Published: 2011-12-14
Total Pages: 464
ISBN-13: 0821869078
DOWNLOAD EBOOKTensors are ubiquitous in the sciences. The geometry of tensors is both a powerful tool for extracting information from data sets, and a beautiful subject in its own right. This book has three intended uses: a classroom textbook, a reference work for researchers in the sciences, and an account of classical and modern results in (aspects of) the theory that will be of interest to researchers in geometry. For classroom use, there is a modern introduction to multilinear algebra and to the geometry and representation theory needed to study tensors, including a large number of exercises. For researchers in the sciences, there is information on tensors in table format for easy reference and a summary of the state of the art in elementary language. This is the first book containing many classical results regarding tensors.
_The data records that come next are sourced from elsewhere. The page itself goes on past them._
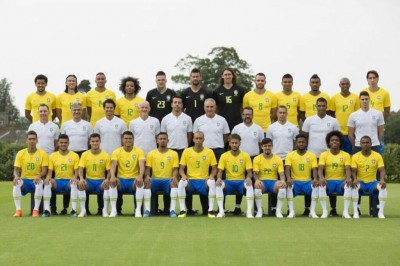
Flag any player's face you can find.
[95,74,107,88]
[58,139,69,151]
[156,75,167,89]
[254,75,267,90]
[281,78,293,91]
[190,73,201,86]
[310,79,321,91]
[35,79,47,92]
[367,73,379,87]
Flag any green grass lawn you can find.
[0,182,400,266]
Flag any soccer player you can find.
[143,132,179,217]
[351,136,387,219]
[110,131,146,217]
[318,130,353,218]
[94,99,127,156]
[56,74,86,125]
[86,72,117,127]
[115,77,143,127]
[212,68,246,131]
[242,73,277,132]
[177,131,217,218]
[146,71,176,123]
[274,74,301,126]
[331,78,360,155]
[13,131,51,217]
[43,134,79,217]
[253,138,286,218]
[299,74,330,122]
[78,133,111,217]
[129,101,160,156]
[215,134,254,218]
[181,68,212,121]
[25,74,56,123]
[285,134,322,218]
[28,104,60,156]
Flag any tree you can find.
[0,78,19,121]
[171,47,253,89]
[78,79,92,93]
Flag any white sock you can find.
[13,180,22,210]
[34,180,43,211]
[109,187,118,212]
[135,186,144,212]
[169,187,178,211]
[143,188,151,211]
[178,180,188,211]
[43,184,51,211]
[254,188,264,212]
[207,179,215,212]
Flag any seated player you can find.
[110,131,145,217]
[143,132,179,217]
[351,136,387,219]
[13,131,51,217]
[178,131,217,218]
[253,138,286,218]
[215,134,254,218]
[318,130,353,218]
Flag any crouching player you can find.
[78,133,111,217]
[13,131,51,217]
[43,134,79,217]
[285,134,322,218]
[178,131,217,218]
[110,131,145,217]
[318,130,353,218]
[215,134,254,218]
[143,132,179,217]
[253,138,286,218]
[351,136,387,219]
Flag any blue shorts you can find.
[188,179,208,196]
[150,178,171,194]
[260,180,278,193]
[55,179,71,193]
[358,181,379,198]
[293,180,312,197]
[224,180,245,195]
[86,179,104,194]
[326,180,345,195]
[118,177,135,194]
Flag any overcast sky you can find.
[0,0,400,111]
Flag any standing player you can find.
[110,131,145,217]
[115,77,143,127]
[43,134,79,217]
[242,73,277,132]
[351,136,387,219]
[285,134,328,218]
[177,131,217,218]
[13,131,51,217]
[86,72,117,127]
[181,68,212,121]
[253,138,286,218]
[25,75,56,123]
[215,134,254,218]
[212,68,246,131]
[274,74,301,127]
[56,74,86,125]
[146,71,176,123]
[144,132,179,217]
[318,131,353,218]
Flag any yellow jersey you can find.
[180,147,217,179]
[111,147,146,178]
[14,148,49,179]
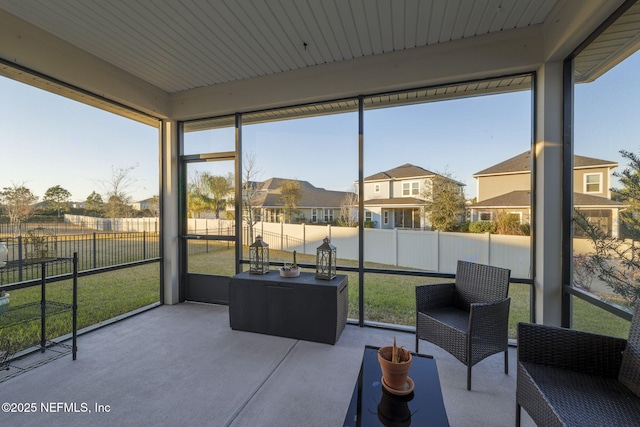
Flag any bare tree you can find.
[205,173,234,218]
[84,191,104,216]
[242,153,262,242]
[42,185,71,218]
[280,179,302,222]
[187,171,211,218]
[102,164,138,218]
[339,184,358,227]
[422,172,467,231]
[0,183,38,236]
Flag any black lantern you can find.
[249,236,269,274]
[316,237,336,280]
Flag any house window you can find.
[402,181,420,197]
[509,212,522,224]
[324,209,333,222]
[584,173,602,193]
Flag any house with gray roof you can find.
[470,151,626,237]
[246,178,356,224]
[363,163,464,229]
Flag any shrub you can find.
[469,221,496,233]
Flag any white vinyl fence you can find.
[64,214,160,233]
[249,222,531,278]
[65,215,531,278]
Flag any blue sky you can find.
[0,49,640,201]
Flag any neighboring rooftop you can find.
[471,190,624,208]
[473,150,618,177]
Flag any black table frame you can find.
[344,345,449,427]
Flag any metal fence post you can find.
[93,232,98,268]
[18,235,23,282]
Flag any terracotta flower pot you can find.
[378,346,412,390]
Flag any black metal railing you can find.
[0,232,160,284]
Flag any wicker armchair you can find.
[516,303,640,427]
[416,261,511,390]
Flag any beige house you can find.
[246,178,357,224]
[363,163,464,229]
[470,151,625,237]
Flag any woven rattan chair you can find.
[416,261,511,390]
[516,302,640,427]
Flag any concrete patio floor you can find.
[0,303,534,427]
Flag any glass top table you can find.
[344,346,449,427]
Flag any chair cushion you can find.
[425,306,469,334]
[521,362,640,426]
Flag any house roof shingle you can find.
[364,197,425,207]
[473,150,618,177]
[252,178,349,208]
[471,190,625,208]
[364,163,437,181]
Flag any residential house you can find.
[246,178,357,224]
[363,163,464,229]
[471,151,625,237]
[131,196,158,213]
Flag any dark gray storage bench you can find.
[229,271,349,344]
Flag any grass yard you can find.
[3,241,629,347]
[2,263,160,348]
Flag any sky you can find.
[0,52,640,201]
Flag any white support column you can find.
[534,62,571,326]
[162,120,180,304]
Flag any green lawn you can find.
[2,263,160,354]
[3,242,629,352]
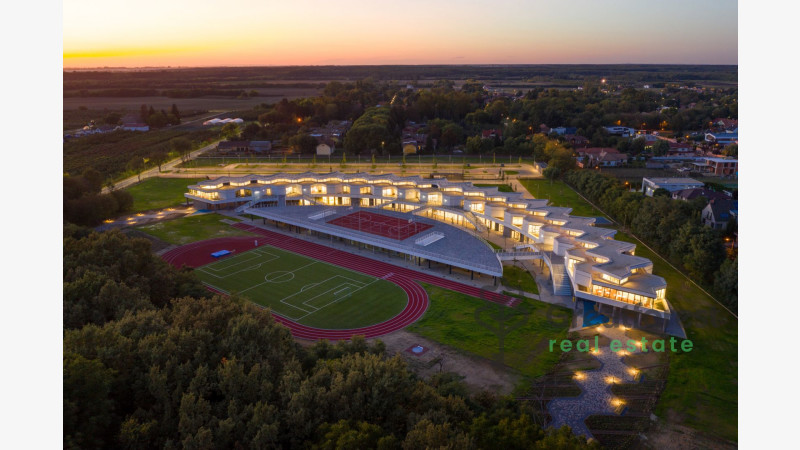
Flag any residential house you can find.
[481,128,503,140]
[713,117,739,131]
[692,158,739,176]
[564,134,589,148]
[122,122,150,131]
[705,128,739,146]
[672,188,730,201]
[593,152,629,167]
[550,127,578,136]
[402,140,419,155]
[217,141,272,154]
[642,178,705,197]
[317,138,336,156]
[700,199,739,230]
[605,126,636,137]
[667,142,694,156]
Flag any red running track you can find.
[161,237,429,341]
[233,223,520,307]
[162,223,519,340]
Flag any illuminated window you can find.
[601,273,619,284]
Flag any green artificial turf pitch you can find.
[195,246,408,329]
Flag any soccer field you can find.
[195,245,408,329]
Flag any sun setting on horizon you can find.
[63,0,737,68]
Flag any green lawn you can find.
[519,179,607,218]
[473,184,514,192]
[195,246,408,329]
[406,284,572,377]
[615,232,739,441]
[503,265,539,294]
[138,214,254,245]
[125,177,200,212]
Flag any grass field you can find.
[125,178,200,212]
[406,284,572,377]
[138,214,254,245]
[195,246,408,329]
[503,264,539,294]
[519,179,608,218]
[615,232,739,441]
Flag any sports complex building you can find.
[184,172,672,331]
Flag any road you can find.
[102,141,225,194]
[149,162,541,179]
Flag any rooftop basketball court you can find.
[328,211,433,241]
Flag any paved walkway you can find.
[95,206,197,231]
[547,327,638,438]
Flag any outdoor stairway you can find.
[463,211,486,233]
[495,248,542,261]
[234,200,259,213]
[550,255,572,295]
[300,194,328,206]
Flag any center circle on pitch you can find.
[264,270,294,283]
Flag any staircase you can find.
[463,211,486,233]
[234,200,260,213]
[550,255,572,295]
[495,249,542,261]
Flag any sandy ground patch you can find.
[377,330,520,394]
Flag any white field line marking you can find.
[203,251,280,276]
[292,278,379,321]
[202,281,231,295]
[240,261,317,293]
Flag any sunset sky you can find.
[63,0,738,68]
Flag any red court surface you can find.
[328,211,433,241]
[161,223,519,341]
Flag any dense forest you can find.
[63,229,598,449]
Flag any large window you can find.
[592,285,655,308]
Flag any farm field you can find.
[195,245,408,329]
[125,177,200,212]
[64,85,321,113]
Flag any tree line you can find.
[63,169,133,226]
[63,229,598,449]
[564,170,738,312]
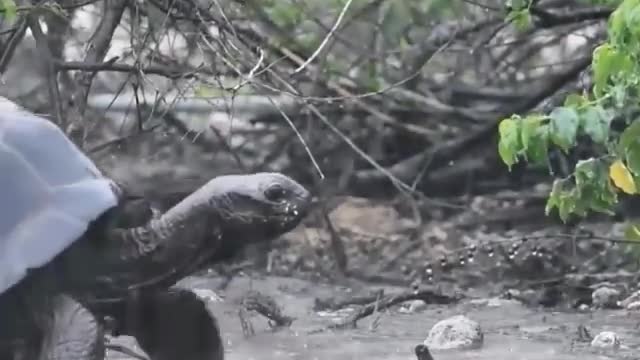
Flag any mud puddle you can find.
[107,277,640,360]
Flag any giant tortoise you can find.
[0,100,310,360]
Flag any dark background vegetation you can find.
[0,0,636,292]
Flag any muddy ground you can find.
[109,193,640,360]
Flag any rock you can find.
[424,315,484,350]
[591,287,620,309]
[578,304,591,312]
[400,300,427,314]
[620,290,640,309]
[414,344,433,360]
[625,301,640,310]
[329,197,402,237]
[591,331,620,349]
[192,288,223,302]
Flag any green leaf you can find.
[593,43,633,97]
[520,115,549,164]
[0,0,18,21]
[625,139,640,176]
[618,120,640,156]
[498,115,521,169]
[549,107,580,152]
[507,9,531,31]
[580,105,613,144]
[564,94,589,108]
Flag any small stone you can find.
[409,300,427,313]
[625,301,640,310]
[398,300,427,314]
[591,331,620,349]
[424,315,484,350]
[578,304,590,312]
[620,290,640,309]
[591,286,620,309]
[192,289,223,302]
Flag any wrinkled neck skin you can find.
[62,192,230,301]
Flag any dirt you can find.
[108,194,640,360]
[109,277,640,360]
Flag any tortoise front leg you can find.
[109,288,224,360]
[38,295,105,360]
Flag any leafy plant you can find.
[498,0,640,243]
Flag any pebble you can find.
[591,286,620,309]
[424,315,484,350]
[591,331,620,349]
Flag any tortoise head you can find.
[201,172,311,242]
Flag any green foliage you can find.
[498,0,640,245]
[0,0,18,21]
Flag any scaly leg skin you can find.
[38,295,105,360]
[116,288,224,360]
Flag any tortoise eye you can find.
[264,185,287,202]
Particular applications treated in the book include the complexity of matrix multiplication, P versus NP, signal processing, phylogenetics, and algebraic statistics. For geometers, there is material on secant varieties, G-varieties, spaces with finitely many orbits and how these objects arise in applications, discussions of numerous open questions in geometry arising in applications, and expositions of advanced topics such as the proof of the Alexander-Hirschowitz theorem and of the Weyman-Kempf method for computing syzygies.
Author: Anadi Jiban Das
Publisher: Springer Science & Business Media
Published: 2007-10-05
Total Pages: 300
ISBN-13: 0387694692
DOWNLOAD EBOOKHere is a modern introduction to the theory of tensor algebra and tensor analysis. It discusses tensor algebra and introduces differential manifold. Coverage also details tensor analysis, differential forms, connection forms, and curvature tensor. In addition, the book investigates Riemannian and pseudo-Riemannian manifolds in great detail. Throughout, examples and problems are furnished from the theory of relativity and continuum mechanics.